If you want to analyze a higher-mass binary black hole, then IMRPhenomXPHM is likely the first choice, due to its speed. You might then want to consider additional models to assess waveform systematics, particularly for higher-SNR signals, especially ones with nonnegligible spins, precession, and/or higher mass ratios. For low-mass binaries, where the higher-order modes are less prominent and the analysis time is longer (due to the long signals), it might be sufficient to use IMRPhenomXP, but for a high-SNR signal, IMRPhenomXPHM will probably be necessary to obtain sufficiently accurate results. Older, fast but less accurate waveform models like IMRPhenomPv2 (single-spin precession and no higher modes) are sometimes still used when fast results are needed, particularly for low-mass systems.

For BNS and NSBH systems, there are specialized waveform models including the effects of the neutron star, notably its tidal deformability. There are versions of TEOBResumS applicable to both BNS and NSBH systems, as well as tidal versions of both the Phenom and SEOBNR models, e.g., for BNSs, IMRPhenomXP_NRTidalv2 (paper will appear on arXiv soon; the NRTidalv3 version has been developed, but is not yet in the public version of LALSimulation) and SEOBNRv4_ROM_NRTidalv2 (based on the frequency domain reduced order model of the aligned-spin SEOBNRv4 model); see here for a description of the NRTidalv2 model. There is also the SEOBNRv4T aligned-spin model and its frequency-domain surrogate SEOBNRv4T_surrogate. There are also the dedicated aligned-spin NSBH models IMRPhenomNSBH and SEOBNRv4_ROM_NRTidalv2_NSBH which include the effect of tidal disruption that is important for certain parts of the NSBH parameter space. However, for more unequal-mass NSBH systems, where there is no tidal disruption of the neutron star, the matter effects are negligible and one can analyze them with (precessing) BBH waveforms with good accuracy, as was done for GW200105_162426 and GW200115_042309 by the LVK.

As far as deciding whether an event should be analyzed with BBH, BNS, or NSBH waveforms, one considers the masses inferred from the detection pipelines and then from preliminary parameter estimation. If both masses are well above 3 solar masses, the BBH waveforms are appropriate. If either or both have significant support below 3 solar masses, then analyses with BNS and/or NSBH waveforms are called for.

I hope that this has answered your questions, but this is a large topic, so feel free to ask for more information if necessary. I cannot promise to reply quickly, but other commenters might also have useful insights here.
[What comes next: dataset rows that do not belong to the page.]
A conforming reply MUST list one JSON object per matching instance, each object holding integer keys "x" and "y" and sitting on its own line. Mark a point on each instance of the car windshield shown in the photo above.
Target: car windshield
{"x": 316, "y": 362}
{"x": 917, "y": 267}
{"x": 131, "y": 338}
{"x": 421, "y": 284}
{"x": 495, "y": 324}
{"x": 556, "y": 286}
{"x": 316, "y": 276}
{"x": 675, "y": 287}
Dr. Nathan Johnson-McDaniel, thank you for your patience in writing such a clear note; it made me understand many new things. After reading your answer, I checked the Events Catalog for GW170817 and found that it belongs to “Waveform Family: IMRPhenomPv2NRT_lowSpin_prior” Does this waveform come under the IMRPhenomPv2 approximation(I mean improved version of IMRPhenomPv2)?